# Posture in Shotokan



## JBrainard (Sep 26, 2006)

I'm a newbie to Shotokan karate. I've never had good posture, so this is difficult for me in practicing karate. Any suggestions?


----------



## exile (Sep 26, 2006)

JBrainard said:


> I'm a newbie to Shotokan karate. I've never had good posture, so this is difficult for me in practicing karate. Any suggestions?

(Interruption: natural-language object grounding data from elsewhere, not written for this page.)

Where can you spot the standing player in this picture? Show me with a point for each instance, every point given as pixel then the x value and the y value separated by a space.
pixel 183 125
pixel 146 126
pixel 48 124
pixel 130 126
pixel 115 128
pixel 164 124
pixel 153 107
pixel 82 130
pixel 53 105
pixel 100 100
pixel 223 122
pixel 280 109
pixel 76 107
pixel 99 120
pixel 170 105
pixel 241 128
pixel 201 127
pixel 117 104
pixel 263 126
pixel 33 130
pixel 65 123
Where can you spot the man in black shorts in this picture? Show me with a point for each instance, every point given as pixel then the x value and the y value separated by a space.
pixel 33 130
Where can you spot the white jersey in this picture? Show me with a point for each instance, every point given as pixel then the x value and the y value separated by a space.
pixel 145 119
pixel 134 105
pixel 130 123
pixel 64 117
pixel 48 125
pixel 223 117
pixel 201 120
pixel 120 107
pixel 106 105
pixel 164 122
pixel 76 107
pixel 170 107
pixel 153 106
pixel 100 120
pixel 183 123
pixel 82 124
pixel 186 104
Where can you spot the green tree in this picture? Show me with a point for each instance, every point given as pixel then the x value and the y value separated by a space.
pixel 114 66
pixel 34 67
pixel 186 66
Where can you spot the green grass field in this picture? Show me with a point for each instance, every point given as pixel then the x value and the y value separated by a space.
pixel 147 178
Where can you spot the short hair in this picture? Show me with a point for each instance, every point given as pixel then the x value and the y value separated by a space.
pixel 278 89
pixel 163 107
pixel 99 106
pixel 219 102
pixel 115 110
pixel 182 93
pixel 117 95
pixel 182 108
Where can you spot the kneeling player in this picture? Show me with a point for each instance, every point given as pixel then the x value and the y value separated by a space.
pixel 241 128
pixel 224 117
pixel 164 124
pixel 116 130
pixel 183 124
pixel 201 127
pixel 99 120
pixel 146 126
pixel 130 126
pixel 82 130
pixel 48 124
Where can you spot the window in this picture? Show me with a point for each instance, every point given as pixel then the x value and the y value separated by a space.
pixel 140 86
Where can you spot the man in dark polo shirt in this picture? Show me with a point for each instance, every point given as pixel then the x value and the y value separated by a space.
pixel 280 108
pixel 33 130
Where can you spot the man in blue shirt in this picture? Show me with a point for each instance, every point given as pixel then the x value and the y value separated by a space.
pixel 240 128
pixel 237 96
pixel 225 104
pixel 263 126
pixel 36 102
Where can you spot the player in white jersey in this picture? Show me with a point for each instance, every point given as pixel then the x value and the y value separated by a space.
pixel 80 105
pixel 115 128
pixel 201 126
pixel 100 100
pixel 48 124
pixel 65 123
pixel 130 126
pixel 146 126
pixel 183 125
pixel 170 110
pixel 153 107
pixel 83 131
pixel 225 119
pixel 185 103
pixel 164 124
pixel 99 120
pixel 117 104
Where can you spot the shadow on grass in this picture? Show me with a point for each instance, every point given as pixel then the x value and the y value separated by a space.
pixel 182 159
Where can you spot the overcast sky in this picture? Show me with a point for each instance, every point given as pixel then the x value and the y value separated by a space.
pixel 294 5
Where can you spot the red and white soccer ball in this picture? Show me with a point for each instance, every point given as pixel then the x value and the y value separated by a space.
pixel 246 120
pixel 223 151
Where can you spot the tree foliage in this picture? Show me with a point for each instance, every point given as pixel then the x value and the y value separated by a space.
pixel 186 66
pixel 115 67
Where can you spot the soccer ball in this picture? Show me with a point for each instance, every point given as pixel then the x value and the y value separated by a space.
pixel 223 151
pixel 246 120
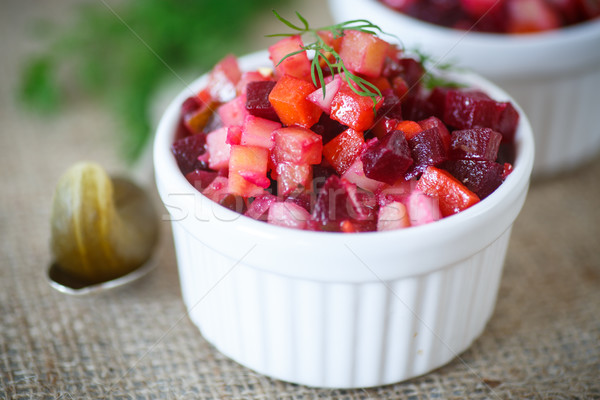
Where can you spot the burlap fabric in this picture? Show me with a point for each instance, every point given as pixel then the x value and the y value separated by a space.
pixel 136 342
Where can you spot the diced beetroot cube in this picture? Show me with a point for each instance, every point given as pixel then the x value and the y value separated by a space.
pixel 452 195
pixel 506 153
pixel 288 214
pixel 387 160
pixel 196 112
pixel 257 131
pixel 293 178
pixel 248 170
pixel 475 144
pixel 296 145
pixel 437 101
pixel 383 126
pixel 409 128
pixel 187 151
pixel 234 135
pixel 233 112
pixel 412 72
pixel 442 129
pixel 218 149
pixel 297 65
pixel 259 207
pixel 257 99
pixel 422 209
pixel 399 86
pixel 471 109
pixel 218 192
pixel 200 179
pixel 342 150
pixel 480 176
pixel 392 216
pixel 331 206
pixel 355 174
pixel 223 78
pixel 354 110
pixel 327 128
pixel 427 149
pixel 331 88
pixel 363 53
pixel 416 107
pixel 391 106
pixel 321 173
pixel 288 98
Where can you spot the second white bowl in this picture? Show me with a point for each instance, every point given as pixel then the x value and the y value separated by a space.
pixel 554 76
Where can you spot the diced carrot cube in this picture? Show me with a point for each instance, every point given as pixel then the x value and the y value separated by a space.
pixel 331 88
pixel 297 65
pixel 251 76
pixel 354 110
pixel 363 52
pixel 453 196
pixel 409 128
pixel 288 98
pixel 248 170
pixel 342 150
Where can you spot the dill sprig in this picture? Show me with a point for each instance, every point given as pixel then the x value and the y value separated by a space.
pixel 322 50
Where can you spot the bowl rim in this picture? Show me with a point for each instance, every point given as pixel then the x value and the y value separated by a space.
pixel 512 192
pixel 495 55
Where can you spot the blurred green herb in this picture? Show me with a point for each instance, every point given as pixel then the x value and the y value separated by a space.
pixel 359 85
pixel 122 55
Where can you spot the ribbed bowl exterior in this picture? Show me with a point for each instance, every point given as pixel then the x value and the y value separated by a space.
pixel 553 75
pixel 339 310
pixel 329 334
pixel 564 113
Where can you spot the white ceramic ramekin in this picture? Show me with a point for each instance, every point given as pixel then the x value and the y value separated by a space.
pixel 332 309
pixel 554 76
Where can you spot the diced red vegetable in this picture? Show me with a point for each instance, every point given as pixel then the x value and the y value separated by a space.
pixel 452 195
pixel 342 150
pixel 288 98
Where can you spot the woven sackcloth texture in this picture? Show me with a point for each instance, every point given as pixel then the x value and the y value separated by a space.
pixel 136 342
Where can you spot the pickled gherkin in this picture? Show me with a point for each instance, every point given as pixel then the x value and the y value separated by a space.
pixel 101 228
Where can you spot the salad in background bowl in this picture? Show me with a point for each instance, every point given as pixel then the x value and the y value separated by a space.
pixel 317 300
pixel 554 74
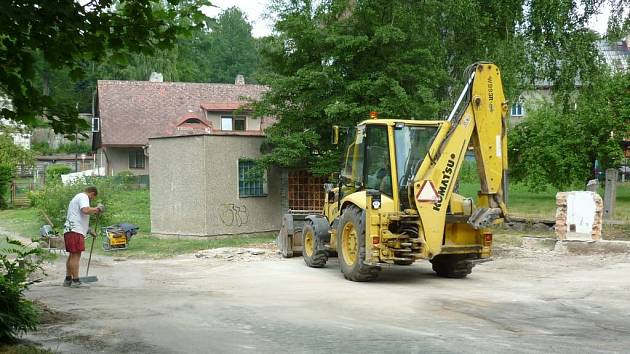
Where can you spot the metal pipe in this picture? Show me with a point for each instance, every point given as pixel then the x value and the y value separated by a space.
pixel 461 96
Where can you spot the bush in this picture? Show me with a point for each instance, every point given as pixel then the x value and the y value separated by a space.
pixel 6 176
pixel 126 177
pixel 54 172
pixel 53 199
pixel 17 313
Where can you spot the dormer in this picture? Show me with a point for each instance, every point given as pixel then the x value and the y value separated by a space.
pixel 230 116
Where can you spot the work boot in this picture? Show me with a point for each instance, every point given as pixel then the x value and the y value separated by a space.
pixel 78 284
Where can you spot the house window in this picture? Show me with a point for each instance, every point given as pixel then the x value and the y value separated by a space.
pixel 517 109
pixel 136 158
pixel 248 185
pixel 232 123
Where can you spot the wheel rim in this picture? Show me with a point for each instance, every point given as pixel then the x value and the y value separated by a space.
pixel 309 243
pixel 349 243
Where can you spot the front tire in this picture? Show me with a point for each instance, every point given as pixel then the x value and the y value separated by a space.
pixel 351 246
pixel 313 249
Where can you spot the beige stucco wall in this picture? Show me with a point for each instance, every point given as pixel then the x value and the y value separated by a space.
pixel 203 171
pixel 177 194
pixel 117 160
pixel 215 119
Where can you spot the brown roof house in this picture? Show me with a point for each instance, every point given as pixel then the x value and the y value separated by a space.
pixel 197 142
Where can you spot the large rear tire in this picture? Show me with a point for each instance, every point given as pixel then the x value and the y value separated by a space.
pixel 313 248
pixel 452 265
pixel 351 246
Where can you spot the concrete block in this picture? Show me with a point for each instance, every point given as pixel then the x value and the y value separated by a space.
pixel 579 215
pixel 538 243
pixel 595 247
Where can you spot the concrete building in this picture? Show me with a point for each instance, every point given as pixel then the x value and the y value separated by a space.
pixel 200 186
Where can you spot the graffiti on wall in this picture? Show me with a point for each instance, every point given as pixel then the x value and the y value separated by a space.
pixel 233 215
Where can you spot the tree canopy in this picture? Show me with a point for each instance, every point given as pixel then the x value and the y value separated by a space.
pixel 69 35
pixel 559 146
pixel 215 52
pixel 334 61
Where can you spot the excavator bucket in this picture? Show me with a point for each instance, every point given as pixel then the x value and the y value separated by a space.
pixel 290 235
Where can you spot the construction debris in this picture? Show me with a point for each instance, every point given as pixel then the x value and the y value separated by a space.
pixel 237 253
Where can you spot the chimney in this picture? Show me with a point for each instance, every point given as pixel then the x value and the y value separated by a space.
pixel 156 77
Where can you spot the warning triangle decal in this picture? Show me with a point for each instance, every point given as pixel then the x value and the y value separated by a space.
pixel 427 193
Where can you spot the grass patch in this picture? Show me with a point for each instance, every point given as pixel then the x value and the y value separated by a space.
pixel 23 222
pixel 23 349
pixel 130 206
pixel 147 246
pixel 522 202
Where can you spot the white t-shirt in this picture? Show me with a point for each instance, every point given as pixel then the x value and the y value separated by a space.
pixel 76 220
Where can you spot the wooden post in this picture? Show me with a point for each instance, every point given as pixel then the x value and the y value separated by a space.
pixel 610 193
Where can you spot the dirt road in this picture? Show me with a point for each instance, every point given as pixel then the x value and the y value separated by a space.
pixel 524 301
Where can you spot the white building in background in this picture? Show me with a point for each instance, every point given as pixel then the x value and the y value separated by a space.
pixel 21 136
pixel 615 54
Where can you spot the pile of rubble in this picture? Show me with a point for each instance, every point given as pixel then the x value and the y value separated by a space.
pixel 239 254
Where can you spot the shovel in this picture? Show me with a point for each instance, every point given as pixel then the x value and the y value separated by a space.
pixel 89 278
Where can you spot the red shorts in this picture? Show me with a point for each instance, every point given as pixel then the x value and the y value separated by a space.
pixel 75 242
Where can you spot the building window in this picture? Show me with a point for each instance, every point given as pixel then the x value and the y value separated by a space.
pixel 517 109
pixel 233 123
pixel 136 159
pixel 249 185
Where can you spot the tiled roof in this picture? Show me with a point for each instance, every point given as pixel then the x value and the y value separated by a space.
pixel 133 111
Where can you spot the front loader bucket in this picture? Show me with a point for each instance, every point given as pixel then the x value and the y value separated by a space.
pixel 290 235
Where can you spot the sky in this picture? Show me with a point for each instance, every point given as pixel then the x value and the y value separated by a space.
pixel 254 9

JB---what is the specific problem you have with your posture? What kinds of problems does this cause you in doing karate?


----------



## JBrainard (Sep 26, 2006)

exile said:


> JB---what is the specific problem you have with your posture? What kinds of problems does this cause you in doing karate?


 
Well, especially when punching, my back _feels_ strait but I am actually leaning forward.


----------



## JasonASmith (Sep 26, 2006)

I've got the same sort of problem, so your not alone...
I am constantly correcting myself, especially when in zenkutsu dachi during a kata.
My Sensei recommended thinking of it like this:  Try to visualize your upper half sitting in a chair while your legs move...
He said that to me in regards to kokutsu dachi, but I have used the visualization for zenkutsu as well, and it seems to work...
Hope that helps some...


----------



## Touch Of Death (Sep 26, 2006)

Sounds like you are diving into your punches. Relax the shoulder and forget body rotation for now. Stop trying to ht hard and concentrate on form. You will find that once you achieve proper carriage. You will be hitting harder and expending less energy.
Sean


----------



## Nomad (Sep 27, 2006)

Practice.  Practice in front of a mirror.  Practice in front of a partner who will let you know whether or not you're leaning forward.  

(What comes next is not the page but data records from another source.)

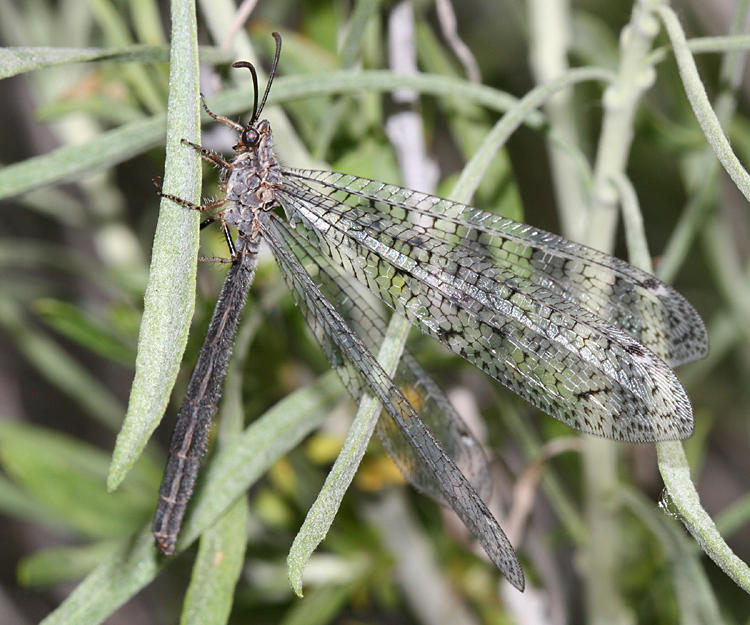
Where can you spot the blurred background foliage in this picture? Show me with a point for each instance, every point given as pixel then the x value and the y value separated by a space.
pixel 74 253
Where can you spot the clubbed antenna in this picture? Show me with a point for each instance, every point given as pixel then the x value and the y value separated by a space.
pixel 256 108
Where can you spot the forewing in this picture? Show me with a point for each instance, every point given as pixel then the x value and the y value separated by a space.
pixel 534 339
pixel 624 296
pixel 349 354
pixel 433 407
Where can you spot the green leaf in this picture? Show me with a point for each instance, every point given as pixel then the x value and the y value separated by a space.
pixel 78 326
pixel 60 369
pixel 67 477
pixel 18 60
pixel 136 562
pixel 63 564
pixel 170 293
pixel 217 568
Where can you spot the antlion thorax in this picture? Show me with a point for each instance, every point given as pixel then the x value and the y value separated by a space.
pixel 252 183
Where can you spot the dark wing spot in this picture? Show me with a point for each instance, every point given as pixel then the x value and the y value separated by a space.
pixel 635 349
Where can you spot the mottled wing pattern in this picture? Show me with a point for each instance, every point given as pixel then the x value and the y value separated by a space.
pixel 343 346
pixel 624 296
pixel 466 290
pixel 433 407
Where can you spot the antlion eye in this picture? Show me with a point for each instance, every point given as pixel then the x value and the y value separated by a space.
pixel 250 137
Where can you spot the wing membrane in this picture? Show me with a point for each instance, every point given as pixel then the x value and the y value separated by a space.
pixel 536 340
pixel 624 296
pixel 433 407
pixel 361 371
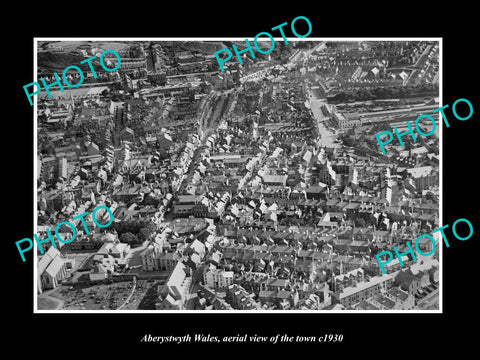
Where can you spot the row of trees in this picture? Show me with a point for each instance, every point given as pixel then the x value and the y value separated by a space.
pixel 385 93
pixel 134 232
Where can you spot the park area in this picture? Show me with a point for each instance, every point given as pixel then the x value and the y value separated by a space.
pixel 126 295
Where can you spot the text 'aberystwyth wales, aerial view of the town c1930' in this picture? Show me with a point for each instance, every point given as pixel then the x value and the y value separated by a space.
pixel 260 186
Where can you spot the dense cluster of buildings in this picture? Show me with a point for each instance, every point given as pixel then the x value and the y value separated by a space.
pixel 223 184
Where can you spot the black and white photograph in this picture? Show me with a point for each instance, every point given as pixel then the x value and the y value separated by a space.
pixel 262 187
pixel 214 180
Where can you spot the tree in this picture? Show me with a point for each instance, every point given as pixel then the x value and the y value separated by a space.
pixel 359 222
pixel 147 230
pixel 129 238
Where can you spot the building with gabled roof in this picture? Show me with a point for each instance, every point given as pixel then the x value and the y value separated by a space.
pixel 171 295
pixel 51 270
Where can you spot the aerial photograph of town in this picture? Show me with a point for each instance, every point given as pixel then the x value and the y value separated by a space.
pixel 258 188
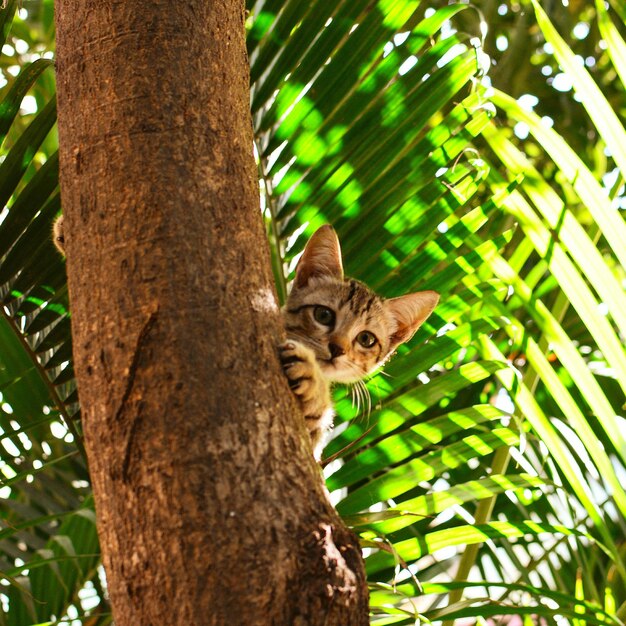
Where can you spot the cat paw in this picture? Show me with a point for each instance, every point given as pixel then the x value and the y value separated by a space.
pixel 304 376
pixel 58 236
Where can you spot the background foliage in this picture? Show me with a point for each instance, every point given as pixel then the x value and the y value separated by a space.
pixel 479 151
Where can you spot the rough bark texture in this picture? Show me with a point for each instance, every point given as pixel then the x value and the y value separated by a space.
pixel 210 506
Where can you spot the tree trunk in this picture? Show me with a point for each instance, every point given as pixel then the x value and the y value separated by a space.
pixel 210 506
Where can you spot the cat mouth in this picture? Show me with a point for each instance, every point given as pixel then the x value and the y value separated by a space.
pixel 339 372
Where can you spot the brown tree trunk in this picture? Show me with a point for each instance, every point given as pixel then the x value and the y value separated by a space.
pixel 210 506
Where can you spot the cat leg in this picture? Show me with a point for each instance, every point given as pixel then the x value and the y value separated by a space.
pixel 310 388
pixel 58 236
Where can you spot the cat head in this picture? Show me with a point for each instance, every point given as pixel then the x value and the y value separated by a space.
pixel 351 330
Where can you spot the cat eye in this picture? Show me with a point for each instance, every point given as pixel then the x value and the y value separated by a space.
pixel 366 339
pixel 323 315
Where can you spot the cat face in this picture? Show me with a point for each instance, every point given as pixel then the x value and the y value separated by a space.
pixel 350 329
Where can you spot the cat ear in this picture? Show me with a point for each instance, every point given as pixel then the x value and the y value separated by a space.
pixel 409 312
pixel 321 257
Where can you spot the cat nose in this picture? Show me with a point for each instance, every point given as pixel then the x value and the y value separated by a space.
pixel 335 350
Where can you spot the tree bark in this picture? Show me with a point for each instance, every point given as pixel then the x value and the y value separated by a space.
pixel 210 506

Don't be too hard on yourself or too impatient.  Work diligently, and the problem will go away in its own time.  In the meantime, you'll find great improvements on other parts of your technique while working on this one.


----------



## exile (Sep 27, 2006)

JBrainard said:


> Well, especially when punching, my back _feels_ strait but I am actually leaning forward.

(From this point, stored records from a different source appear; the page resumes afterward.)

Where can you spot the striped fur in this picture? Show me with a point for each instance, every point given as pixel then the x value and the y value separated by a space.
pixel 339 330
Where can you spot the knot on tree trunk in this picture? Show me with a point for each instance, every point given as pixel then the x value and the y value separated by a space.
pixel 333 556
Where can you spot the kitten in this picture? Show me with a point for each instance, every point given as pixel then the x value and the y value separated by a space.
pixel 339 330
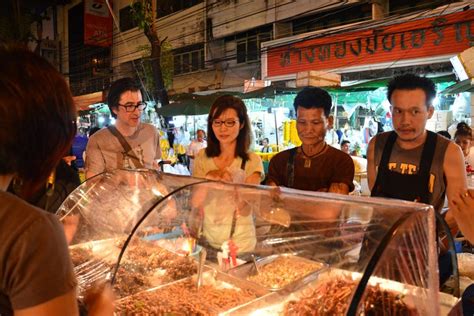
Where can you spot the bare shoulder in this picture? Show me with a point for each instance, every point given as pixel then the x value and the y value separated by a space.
pixel 453 154
pixel 253 156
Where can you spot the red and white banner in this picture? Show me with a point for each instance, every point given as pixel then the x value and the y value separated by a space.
pixel 98 23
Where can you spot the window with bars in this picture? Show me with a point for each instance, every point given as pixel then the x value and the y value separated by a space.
pixel 248 44
pixel 167 7
pixel 188 59
pixel 126 19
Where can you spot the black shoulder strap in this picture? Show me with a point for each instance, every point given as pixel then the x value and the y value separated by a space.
pixel 387 150
pixel 428 154
pixel 426 161
pixel 126 146
pixel 383 164
pixel 242 165
pixel 290 168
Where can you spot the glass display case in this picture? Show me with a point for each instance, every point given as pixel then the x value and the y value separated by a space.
pixel 181 245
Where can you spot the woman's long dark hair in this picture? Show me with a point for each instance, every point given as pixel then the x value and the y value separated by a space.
pixel 221 104
pixel 37 117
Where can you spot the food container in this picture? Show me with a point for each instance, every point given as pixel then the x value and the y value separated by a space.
pixel 218 293
pixel 277 302
pixel 279 271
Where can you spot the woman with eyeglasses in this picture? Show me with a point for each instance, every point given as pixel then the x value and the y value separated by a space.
pixel 227 158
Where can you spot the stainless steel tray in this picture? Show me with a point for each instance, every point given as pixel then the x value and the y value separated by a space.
pixel 211 276
pixel 247 270
pixel 274 303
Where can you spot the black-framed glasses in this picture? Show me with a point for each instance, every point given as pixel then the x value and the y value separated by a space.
pixel 227 123
pixel 131 107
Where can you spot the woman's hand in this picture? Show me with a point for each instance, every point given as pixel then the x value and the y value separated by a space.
pixel 463 212
pixel 219 175
pixel 70 224
pixel 100 300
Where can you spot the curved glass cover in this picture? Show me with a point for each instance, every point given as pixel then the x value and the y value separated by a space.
pixel 272 251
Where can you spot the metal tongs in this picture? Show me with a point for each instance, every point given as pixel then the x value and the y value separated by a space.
pixel 202 260
pixel 255 263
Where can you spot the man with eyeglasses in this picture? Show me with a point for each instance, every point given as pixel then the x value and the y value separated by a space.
pixel 129 144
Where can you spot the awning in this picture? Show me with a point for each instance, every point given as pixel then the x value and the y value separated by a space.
pixel 82 102
pixel 379 83
pixel 462 86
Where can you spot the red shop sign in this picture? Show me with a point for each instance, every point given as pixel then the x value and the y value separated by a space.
pixel 98 23
pixel 435 36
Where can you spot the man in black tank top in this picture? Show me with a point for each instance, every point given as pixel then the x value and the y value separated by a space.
pixel 411 163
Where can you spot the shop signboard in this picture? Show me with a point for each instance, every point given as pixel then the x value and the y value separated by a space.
pixel 98 21
pixel 434 36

You've gotten some good advice in response to this post---experiment with it and it'll probably help. One other `visualization' thing: remember that even in a punch, your power comes from your hips. I've seen a guy who trains where I do, who's into MMA/kickboxing stuff, knock a big Wavemaster bag over on its side with front jab that he launches after a quick cocking motion of his hips to set up a sharp twist at the moment of contact. The amount of power he gets into that punch is unreal, and it's almost all coming from the hip. If you think about doing a reverse punch based on hip torque, you'll probably be less likely to lean forward reaching for the impact.

Back in the 1970s I taught downhill skiing for a bit and this was one of the big problems beginners had---keeping their upper bodies quiet while they moved their weight forward and back on the skis to maintain a carving edge, which is how we taught turns. There were all kinds of exercises for that, but it's not an intuitive thing. We really had to train them to learn to separate their upper and lower halves and let the lower half do all the action while using the lower halve to get the dynamics right... it's not that different in karate, really!


----------



## JasonASmith (Sep 30, 2006)

How are you doing with the posture thing, bub?
Any thing that we gave you helping?


----------



## AmericanKenpoChris (Sep 30, 2006)

Hey there, I am all for freedom of speech and religion, but the pentagram for an avatar is just plain freaky.  I understand that you might associate evil with being cool or whatever, and that some christian organizations are hypocritical, but for what it is worth, I would rethink the fascination with the satanism.


----------



## twendkata71 (Sep 30, 2006)

*Yes, this is a martial arts forum. so keep that stuff to yourself. *






AmericanKenpoChris said:


> Hey there, I am all for freedom of speech and religion, but the pentagram for an avatar is just plain freaky. I understand that you might associate evil with being cool or whatever, and that some christian organizations are hypocritical, but for what it is worth, I would rethink the fascination with the satanism.


----------



## Touch Of Death (Oct 3, 2006)

Being inside the pentagram is to be in the realm of Venus. That is, to derive sexual energy from the Yin; so, it could very easily be considered a martial arts aid. With just a little bit of study we can stop branding everything we don't understand as tools of the devil.:angel: 
Sean


----------